By: Paul von Martels, Vice President Prime and Reverse Mortgage Lending, Equitable Bank
More often, Canadians are choosing to age in place. In fact, 86% of surveyed Canadian boomers resist the idea of moving to a care facility or even to downsizing, preferring to stay in their homes for as long as possible 1. Given this desire and the importance home equity plays in retirement planning, financial advisors are engaging in discussions with their clients earlier about optimal ways to finance this lifestyle decision.
Equitable Bank is supporting clients in this regard through its Reverse Mortgage solution. By accessing a portion of home equity, all at once or through regular advances, Canadians are bridging cash flow needs and enabling tax, government program participation and investment portfolio optimization. Home Equity Lines of Credit (HELOCs) have traditionally been the solution of choice, however for many seniors, the income qualification requirements prove difficult and certain conditions could be problematic.

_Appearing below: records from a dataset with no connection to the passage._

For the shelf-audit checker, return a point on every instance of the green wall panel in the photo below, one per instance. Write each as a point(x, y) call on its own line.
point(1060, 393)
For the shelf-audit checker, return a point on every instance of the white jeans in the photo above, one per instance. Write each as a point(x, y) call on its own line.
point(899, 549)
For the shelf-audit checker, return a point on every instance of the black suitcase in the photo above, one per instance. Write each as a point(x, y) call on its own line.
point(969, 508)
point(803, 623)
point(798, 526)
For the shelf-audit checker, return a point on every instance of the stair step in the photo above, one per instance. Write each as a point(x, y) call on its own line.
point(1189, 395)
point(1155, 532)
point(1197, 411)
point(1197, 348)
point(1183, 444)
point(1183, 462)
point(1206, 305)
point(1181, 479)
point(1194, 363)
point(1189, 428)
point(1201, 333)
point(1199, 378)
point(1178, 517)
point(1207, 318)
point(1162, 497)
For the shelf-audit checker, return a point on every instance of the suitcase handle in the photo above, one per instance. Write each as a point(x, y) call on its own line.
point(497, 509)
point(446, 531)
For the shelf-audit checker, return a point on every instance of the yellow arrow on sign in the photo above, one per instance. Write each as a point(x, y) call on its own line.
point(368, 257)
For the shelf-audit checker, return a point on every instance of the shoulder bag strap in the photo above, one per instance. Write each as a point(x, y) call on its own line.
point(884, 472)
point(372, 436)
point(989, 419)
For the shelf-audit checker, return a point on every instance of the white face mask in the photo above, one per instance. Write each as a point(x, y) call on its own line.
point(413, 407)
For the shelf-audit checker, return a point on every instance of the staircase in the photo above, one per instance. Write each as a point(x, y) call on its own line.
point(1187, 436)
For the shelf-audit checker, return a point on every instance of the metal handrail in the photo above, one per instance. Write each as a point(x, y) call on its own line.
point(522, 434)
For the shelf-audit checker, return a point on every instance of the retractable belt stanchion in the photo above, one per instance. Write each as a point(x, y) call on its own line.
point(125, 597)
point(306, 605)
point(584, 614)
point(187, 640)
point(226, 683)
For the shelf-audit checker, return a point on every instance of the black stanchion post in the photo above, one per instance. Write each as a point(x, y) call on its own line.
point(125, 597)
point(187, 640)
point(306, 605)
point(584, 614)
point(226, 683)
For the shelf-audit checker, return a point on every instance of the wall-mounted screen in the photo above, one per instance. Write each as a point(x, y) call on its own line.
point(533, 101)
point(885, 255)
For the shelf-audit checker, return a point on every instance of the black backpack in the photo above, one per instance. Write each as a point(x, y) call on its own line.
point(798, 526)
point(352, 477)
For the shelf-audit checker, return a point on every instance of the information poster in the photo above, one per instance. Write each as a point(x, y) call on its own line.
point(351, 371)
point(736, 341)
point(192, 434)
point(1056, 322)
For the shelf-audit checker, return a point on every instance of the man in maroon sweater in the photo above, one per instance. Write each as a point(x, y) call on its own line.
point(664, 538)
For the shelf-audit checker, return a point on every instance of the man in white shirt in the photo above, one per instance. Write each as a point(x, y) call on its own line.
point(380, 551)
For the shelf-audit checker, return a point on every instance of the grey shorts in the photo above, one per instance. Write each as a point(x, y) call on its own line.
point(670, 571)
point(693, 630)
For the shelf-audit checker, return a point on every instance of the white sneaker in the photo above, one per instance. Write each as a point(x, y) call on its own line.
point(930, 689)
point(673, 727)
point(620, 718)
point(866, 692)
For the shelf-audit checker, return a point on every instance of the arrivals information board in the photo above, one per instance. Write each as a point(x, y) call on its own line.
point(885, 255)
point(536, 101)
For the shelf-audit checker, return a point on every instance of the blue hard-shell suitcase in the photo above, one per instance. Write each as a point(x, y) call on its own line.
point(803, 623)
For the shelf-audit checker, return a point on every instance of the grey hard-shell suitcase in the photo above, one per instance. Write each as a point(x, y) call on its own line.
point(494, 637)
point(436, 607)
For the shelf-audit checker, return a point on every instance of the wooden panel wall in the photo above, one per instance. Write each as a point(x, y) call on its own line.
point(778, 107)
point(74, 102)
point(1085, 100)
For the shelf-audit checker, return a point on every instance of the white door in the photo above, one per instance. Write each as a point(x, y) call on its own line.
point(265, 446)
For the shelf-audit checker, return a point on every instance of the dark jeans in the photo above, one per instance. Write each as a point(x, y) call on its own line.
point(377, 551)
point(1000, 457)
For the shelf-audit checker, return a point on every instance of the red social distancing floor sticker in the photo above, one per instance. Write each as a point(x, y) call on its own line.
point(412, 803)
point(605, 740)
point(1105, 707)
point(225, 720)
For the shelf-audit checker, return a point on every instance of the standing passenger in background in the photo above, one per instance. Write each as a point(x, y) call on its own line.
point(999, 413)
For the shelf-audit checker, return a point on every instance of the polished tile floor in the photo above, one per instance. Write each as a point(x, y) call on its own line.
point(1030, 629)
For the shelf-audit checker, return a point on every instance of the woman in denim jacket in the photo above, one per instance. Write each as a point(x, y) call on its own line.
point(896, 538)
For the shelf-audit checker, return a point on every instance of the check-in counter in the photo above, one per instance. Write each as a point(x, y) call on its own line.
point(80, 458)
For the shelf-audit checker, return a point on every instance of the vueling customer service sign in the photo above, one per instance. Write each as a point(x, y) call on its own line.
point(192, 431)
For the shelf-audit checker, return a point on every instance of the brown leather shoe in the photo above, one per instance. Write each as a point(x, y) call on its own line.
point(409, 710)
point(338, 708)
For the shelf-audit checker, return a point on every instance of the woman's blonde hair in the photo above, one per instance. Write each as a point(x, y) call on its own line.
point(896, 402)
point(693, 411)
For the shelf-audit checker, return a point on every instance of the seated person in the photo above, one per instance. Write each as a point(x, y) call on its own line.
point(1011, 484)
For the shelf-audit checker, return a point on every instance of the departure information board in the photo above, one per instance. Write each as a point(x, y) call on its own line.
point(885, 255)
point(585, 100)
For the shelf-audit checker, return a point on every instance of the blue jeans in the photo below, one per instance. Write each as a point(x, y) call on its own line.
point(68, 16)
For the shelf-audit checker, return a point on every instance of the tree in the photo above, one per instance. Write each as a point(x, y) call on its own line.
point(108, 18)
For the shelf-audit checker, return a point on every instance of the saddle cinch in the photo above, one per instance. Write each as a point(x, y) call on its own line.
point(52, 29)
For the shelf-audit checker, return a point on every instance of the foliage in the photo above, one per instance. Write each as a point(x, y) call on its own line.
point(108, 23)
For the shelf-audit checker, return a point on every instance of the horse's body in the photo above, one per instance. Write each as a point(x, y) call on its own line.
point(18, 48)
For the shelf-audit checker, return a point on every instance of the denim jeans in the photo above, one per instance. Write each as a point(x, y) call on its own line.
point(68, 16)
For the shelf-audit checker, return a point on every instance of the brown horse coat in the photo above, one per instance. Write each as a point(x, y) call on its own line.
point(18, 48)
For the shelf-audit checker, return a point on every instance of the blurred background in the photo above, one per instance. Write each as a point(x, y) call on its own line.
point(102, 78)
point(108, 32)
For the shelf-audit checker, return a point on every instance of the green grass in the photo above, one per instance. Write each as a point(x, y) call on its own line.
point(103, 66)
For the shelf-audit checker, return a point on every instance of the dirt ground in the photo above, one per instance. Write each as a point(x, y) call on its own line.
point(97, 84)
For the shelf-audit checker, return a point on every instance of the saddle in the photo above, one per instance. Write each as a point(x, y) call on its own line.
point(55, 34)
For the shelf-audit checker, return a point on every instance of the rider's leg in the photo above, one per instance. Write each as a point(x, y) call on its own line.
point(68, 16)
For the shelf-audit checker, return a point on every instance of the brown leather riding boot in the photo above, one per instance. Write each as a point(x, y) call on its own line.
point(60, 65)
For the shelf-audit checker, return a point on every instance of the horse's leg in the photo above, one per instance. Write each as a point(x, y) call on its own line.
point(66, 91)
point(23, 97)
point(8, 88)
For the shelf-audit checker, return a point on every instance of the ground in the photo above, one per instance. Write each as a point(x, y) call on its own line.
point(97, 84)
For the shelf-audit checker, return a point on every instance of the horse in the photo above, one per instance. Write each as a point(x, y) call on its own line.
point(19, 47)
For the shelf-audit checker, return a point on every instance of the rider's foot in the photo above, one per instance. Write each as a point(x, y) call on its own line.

For example, HELOCs can be called by the lender at any time, interest payments must be made monthly, and finally, borrowers are responsible for situations where the HELOC balance exceeds the value of the mortgaged property. Reverse mortgages are designed intentionally to address these limitations. The key HELOC advantage is its cost; with rates at Prime + 50 bps3 and the ability to repay at no cost, HELOCs can be quite cost efficient. To make reverse mortgages more accessible, Equitable Bank has challenged the norm, offering very competitive rates; for example, a 1 year fixed Lump Sum Reverse Mortgage carries an annual rate of 3.94%2 vs. 2.95% on a HELOC3.

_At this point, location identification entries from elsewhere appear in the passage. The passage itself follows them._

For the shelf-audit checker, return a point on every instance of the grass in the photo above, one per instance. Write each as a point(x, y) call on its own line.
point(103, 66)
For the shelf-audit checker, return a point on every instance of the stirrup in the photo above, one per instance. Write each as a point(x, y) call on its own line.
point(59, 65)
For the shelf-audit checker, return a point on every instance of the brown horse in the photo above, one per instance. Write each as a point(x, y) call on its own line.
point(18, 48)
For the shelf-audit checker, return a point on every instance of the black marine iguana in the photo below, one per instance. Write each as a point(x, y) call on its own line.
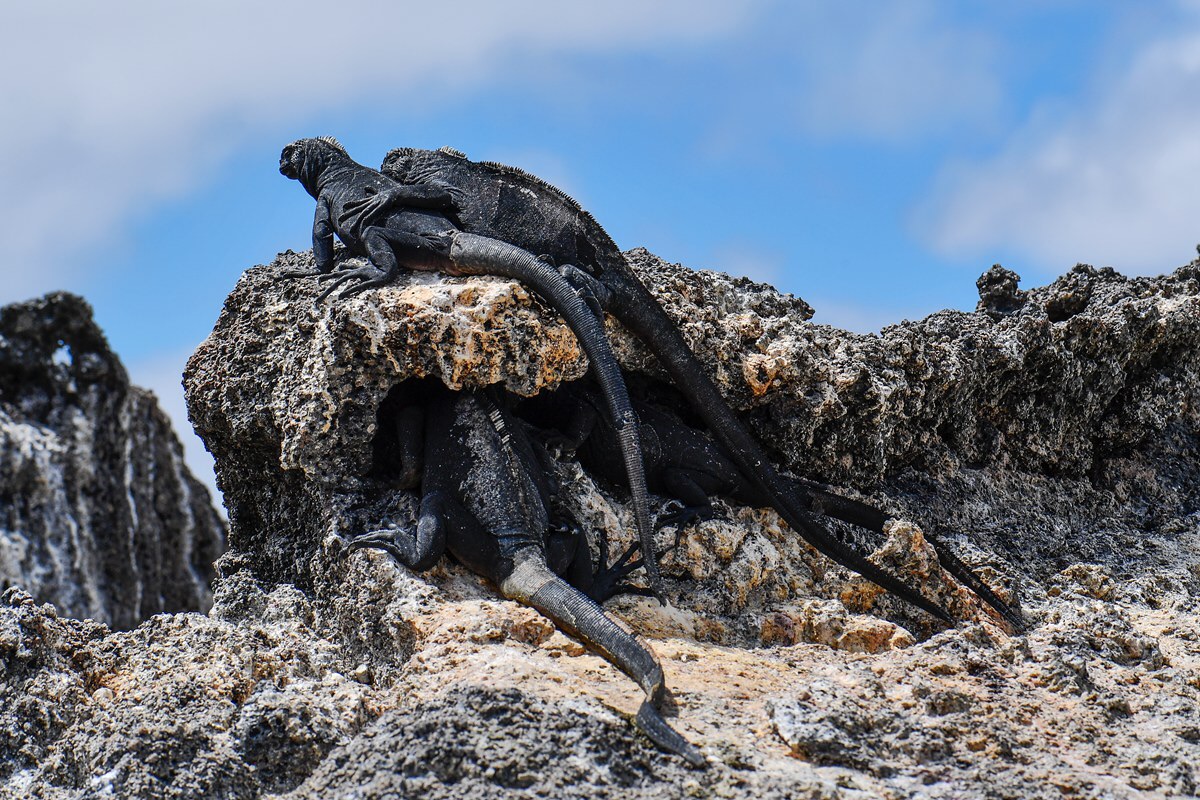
point(687, 464)
point(406, 227)
point(485, 499)
point(513, 205)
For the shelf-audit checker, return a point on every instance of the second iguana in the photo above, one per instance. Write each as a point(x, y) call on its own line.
point(399, 227)
point(510, 204)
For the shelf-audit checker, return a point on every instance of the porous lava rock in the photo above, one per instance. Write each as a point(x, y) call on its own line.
point(1050, 438)
point(99, 515)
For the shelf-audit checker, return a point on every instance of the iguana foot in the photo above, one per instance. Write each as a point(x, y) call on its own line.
point(301, 274)
point(610, 581)
point(367, 277)
point(384, 540)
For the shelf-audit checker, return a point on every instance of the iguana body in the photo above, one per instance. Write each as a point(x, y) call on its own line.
point(486, 500)
point(688, 465)
point(509, 204)
point(376, 217)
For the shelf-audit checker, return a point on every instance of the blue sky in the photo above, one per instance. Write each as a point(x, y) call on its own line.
point(871, 157)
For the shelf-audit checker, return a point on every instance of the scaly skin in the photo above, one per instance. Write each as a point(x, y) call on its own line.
point(485, 499)
point(399, 227)
point(509, 204)
point(688, 465)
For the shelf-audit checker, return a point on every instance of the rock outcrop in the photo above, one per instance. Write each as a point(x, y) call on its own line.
point(99, 513)
point(1050, 438)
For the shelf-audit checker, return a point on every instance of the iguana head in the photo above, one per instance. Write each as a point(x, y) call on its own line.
point(304, 160)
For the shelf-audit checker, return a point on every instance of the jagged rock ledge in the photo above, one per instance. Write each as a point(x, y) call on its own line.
point(1051, 437)
point(99, 513)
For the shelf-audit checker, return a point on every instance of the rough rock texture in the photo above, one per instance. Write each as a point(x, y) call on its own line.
point(99, 513)
point(1050, 438)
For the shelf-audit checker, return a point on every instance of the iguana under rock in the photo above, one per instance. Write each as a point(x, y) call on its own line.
point(397, 227)
point(513, 205)
point(485, 499)
point(688, 465)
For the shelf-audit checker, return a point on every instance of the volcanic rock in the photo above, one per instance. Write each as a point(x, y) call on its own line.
point(99, 515)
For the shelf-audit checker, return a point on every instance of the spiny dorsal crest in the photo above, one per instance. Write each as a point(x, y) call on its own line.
point(334, 143)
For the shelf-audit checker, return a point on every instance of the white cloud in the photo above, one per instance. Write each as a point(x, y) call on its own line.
point(893, 71)
point(112, 107)
point(1109, 182)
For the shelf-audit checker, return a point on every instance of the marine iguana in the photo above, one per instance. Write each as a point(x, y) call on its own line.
point(394, 226)
point(485, 499)
point(513, 205)
point(687, 464)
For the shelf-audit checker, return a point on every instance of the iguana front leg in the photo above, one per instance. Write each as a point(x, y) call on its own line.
point(388, 250)
point(533, 584)
point(418, 549)
point(375, 205)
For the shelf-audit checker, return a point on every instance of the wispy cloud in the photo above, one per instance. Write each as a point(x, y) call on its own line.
point(893, 71)
point(113, 107)
point(1111, 181)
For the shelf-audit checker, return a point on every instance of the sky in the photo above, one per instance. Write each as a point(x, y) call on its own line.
point(870, 157)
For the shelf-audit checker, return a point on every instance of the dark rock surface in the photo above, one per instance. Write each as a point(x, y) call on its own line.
point(1050, 438)
point(99, 513)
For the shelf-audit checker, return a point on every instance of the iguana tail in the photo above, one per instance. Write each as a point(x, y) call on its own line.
point(635, 307)
point(475, 254)
point(534, 584)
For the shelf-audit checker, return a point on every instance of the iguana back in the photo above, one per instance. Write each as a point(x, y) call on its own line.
point(513, 205)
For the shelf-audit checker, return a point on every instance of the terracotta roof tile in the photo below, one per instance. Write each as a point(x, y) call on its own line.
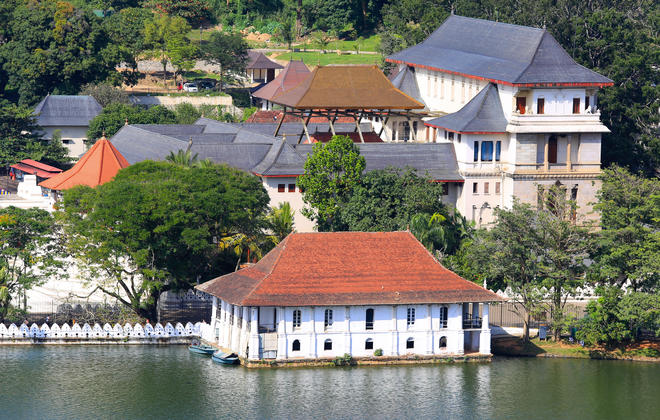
point(346, 268)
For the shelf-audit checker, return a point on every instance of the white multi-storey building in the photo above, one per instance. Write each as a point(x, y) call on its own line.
point(323, 295)
point(520, 112)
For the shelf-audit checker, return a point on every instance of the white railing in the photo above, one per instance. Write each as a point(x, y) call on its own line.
point(107, 331)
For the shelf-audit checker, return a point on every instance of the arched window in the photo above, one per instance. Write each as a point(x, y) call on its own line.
point(296, 318)
point(328, 318)
point(369, 323)
point(443, 342)
point(443, 317)
point(411, 316)
point(552, 149)
point(369, 344)
point(410, 343)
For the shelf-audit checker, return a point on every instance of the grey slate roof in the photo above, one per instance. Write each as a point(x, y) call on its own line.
point(406, 82)
point(437, 160)
point(280, 157)
point(257, 60)
point(483, 114)
point(67, 110)
point(499, 52)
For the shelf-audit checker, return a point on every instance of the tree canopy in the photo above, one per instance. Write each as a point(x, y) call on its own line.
point(52, 47)
point(156, 227)
point(20, 138)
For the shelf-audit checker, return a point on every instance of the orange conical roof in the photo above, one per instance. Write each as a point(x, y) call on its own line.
point(98, 166)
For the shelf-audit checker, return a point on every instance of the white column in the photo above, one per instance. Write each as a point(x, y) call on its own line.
point(394, 350)
point(313, 353)
point(254, 347)
point(430, 345)
point(484, 338)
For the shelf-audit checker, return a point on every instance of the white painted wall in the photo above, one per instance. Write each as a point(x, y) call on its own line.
point(347, 333)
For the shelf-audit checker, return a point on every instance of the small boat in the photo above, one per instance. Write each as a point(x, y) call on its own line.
point(225, 358)
point(201, 349)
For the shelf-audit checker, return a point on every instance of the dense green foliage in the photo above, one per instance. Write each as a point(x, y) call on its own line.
point(52, 47)
point(229, 51)
point(29, 253)
point(20, 138)
point(155, 227)
point(629, 244)
point(332, 171)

The reverse mortgage narrative is changing. The product is better, the rates lower, and more than ever, it serves a critical financial planning need – aging in place. Equitable Bank’s Decumulation lending products are unique, helping clients access equity in unique and low-cost ways.
Below are three common borrower uses:
- Income Supplement
- Debt Refinancing
- Purchasing a New Property
Clients facing cash flow shortfalls can elect to schedule regular advances from their reverse mortgage, similar to an annuity. This helps with budgeting, better manages interest accumulation, and is often coordinated with a delayed draw-down of an investment portfolio. It’s common that clients take a one-time draw upfront to help pay off higher cost debt or to make some basic home improvements and with the remaining credit limit, schedule regular payments over 5 to 10 years. Should something unexpected occur in your client’s life requiring them to cancel future payments and take all remaining funds as an ad-hoc draw, that’s fine too.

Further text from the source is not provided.